The CDC's position is reported by Matthew Kuehnert, director of the Office of Blood, Organ and Other Tissue Safety. Blood saves lives. But transfusions have risks, and they can transmit infectious disease and cause reactions," he said. "And that requires careful screening and monitoring.
Well, every medical procedure has risks, including transfusion. The question is, what is the balance between risk and benefit of blood (product) transfusion? The FDA is also "erring" on the side of an excess of caution.
The agency "recently approved some technologies, called pathogen reduction, that can reduce or eliminate many disease-causing organisms in blood. But they don t work on every type of organism and the FDA is not mandating their use. Blood centers, which collect and test blood, say they can t afford to add new technologies that aren t mandated, as they struggle with a sharp drop in hospital demand for blood. Some have merged to stay afloat, trimming staff."
At the same time, the FDA asserts that "the U.S. has one of the largest and safest blood supplies, but in response to mounting pressures on the system, the federal Department of Health and Human Services is planning a study on how to ensure the sustainability of a safe and adequate supply."
We here at the American Council on Science and Health have nothing against maintaining a reasonable level of safety when it comes to transfused blood and blood products. But given the facts that our blood supply is quite safe, and the demand for blood is declining, why is now a good time to expend scarce and precious healthcare dollars on a study to find out how to get from very safe ... to very, very safe?
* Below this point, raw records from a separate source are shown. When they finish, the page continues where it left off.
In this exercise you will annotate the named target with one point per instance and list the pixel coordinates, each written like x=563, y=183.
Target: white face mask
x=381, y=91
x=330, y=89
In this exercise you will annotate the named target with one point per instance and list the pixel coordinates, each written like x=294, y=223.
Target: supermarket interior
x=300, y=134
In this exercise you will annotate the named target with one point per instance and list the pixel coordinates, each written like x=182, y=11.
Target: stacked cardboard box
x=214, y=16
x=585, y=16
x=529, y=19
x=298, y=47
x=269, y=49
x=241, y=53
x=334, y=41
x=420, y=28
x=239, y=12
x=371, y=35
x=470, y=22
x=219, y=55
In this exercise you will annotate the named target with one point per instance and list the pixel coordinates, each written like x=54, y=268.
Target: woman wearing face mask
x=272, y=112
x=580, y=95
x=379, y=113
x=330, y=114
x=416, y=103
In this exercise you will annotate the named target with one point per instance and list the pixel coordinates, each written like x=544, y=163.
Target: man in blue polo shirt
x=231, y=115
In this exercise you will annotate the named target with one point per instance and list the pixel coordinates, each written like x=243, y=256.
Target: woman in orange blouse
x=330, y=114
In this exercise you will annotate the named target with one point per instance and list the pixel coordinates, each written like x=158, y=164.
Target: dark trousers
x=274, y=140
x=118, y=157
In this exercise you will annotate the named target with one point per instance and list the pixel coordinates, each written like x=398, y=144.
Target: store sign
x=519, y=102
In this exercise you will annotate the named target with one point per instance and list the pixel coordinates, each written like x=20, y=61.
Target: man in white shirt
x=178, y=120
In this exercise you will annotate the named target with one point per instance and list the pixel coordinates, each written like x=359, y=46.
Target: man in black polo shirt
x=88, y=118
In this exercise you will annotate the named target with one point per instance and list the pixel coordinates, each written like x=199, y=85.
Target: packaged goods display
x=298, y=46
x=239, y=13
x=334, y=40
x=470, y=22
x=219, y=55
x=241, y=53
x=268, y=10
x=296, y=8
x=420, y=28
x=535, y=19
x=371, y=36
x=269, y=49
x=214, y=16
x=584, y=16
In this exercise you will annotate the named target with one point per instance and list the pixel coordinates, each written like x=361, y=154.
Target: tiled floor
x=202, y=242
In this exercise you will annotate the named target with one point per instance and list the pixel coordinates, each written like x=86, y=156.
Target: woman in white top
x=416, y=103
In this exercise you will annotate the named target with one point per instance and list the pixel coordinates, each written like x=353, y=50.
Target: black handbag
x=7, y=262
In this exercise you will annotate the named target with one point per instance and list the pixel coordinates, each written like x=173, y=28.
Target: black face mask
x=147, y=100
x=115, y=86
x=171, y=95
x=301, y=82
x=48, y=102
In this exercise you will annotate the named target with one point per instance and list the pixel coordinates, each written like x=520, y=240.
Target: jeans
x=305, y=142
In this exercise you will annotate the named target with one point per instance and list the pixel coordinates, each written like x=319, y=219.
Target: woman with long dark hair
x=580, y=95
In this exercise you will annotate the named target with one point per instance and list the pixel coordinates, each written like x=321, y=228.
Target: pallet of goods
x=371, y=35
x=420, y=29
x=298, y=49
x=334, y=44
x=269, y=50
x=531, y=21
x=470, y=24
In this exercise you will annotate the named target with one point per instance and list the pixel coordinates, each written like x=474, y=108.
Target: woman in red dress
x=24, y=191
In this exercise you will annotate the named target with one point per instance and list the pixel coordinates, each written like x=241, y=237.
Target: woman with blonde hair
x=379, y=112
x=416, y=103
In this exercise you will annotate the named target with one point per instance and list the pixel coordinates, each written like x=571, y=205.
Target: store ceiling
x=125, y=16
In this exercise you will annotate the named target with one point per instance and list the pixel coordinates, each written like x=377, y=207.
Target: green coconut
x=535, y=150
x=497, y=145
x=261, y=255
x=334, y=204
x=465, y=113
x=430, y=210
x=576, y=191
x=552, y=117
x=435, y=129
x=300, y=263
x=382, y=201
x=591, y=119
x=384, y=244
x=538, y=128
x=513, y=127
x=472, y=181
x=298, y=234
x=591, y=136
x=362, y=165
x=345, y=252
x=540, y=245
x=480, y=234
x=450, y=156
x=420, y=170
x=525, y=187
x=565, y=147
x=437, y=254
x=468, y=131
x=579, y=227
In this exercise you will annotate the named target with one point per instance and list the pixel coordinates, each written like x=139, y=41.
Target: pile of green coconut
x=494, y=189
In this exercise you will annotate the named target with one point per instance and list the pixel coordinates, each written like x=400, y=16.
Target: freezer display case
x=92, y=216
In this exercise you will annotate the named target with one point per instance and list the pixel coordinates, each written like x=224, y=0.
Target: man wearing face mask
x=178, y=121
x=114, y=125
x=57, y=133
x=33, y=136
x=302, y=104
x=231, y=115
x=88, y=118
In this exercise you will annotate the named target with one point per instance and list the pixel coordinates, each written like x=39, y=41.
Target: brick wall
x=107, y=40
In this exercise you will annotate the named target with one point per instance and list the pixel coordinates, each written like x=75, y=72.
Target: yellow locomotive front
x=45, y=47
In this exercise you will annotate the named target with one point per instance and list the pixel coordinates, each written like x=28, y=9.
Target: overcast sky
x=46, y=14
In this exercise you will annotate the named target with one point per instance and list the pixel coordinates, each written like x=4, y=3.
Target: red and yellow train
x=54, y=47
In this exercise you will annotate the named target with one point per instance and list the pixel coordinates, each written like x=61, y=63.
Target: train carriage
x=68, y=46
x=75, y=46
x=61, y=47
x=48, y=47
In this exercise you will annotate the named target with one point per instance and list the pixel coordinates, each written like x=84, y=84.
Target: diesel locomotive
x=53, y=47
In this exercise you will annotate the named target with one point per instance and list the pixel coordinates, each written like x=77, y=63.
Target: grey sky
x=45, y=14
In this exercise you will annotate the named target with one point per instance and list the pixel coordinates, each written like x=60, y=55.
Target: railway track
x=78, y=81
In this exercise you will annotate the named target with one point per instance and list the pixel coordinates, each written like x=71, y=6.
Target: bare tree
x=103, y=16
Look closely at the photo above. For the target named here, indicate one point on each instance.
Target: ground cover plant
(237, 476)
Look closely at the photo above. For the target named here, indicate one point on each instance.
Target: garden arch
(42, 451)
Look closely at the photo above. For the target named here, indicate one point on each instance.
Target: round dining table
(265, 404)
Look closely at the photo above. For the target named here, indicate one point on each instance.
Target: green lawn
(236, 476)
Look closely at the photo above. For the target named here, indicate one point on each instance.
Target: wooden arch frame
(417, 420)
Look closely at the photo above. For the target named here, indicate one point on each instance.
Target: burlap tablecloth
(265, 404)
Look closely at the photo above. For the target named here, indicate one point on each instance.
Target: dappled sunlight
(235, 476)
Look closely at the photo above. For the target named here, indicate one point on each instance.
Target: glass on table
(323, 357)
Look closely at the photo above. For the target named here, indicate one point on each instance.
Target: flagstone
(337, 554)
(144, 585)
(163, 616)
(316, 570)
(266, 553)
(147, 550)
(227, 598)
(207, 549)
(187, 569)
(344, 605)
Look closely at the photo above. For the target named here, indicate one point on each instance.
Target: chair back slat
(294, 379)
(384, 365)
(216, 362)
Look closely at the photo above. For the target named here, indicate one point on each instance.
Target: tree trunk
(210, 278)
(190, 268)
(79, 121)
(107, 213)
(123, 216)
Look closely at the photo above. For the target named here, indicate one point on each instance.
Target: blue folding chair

We already test for HIV, hepatitis C and syphilis. Recently, tests for Chagas' disease and West Nile Virus have been added. Ms. Landro adds that "the costs to test, screen, process and transfuse blood products have steadily risen."
Sure, but what hasn't risen lately. And then she plunges on ahead with this doozy: "But blood can t be screened for emerging infections for which there are no tests or for diseases that haven t yet been recognized."
Let's spend a load of money on developing tests for ... what? ... diseases that have not yet been recognized?
I'd say that we're doing quite well with the tests we have now, and if we're not, I'd appreciate seeing a more incisive discussion of the actual risk and the trends in transfusion-related infections, rather than this evidence-free alarmist piece which seems to be aiming merely to scare the reader.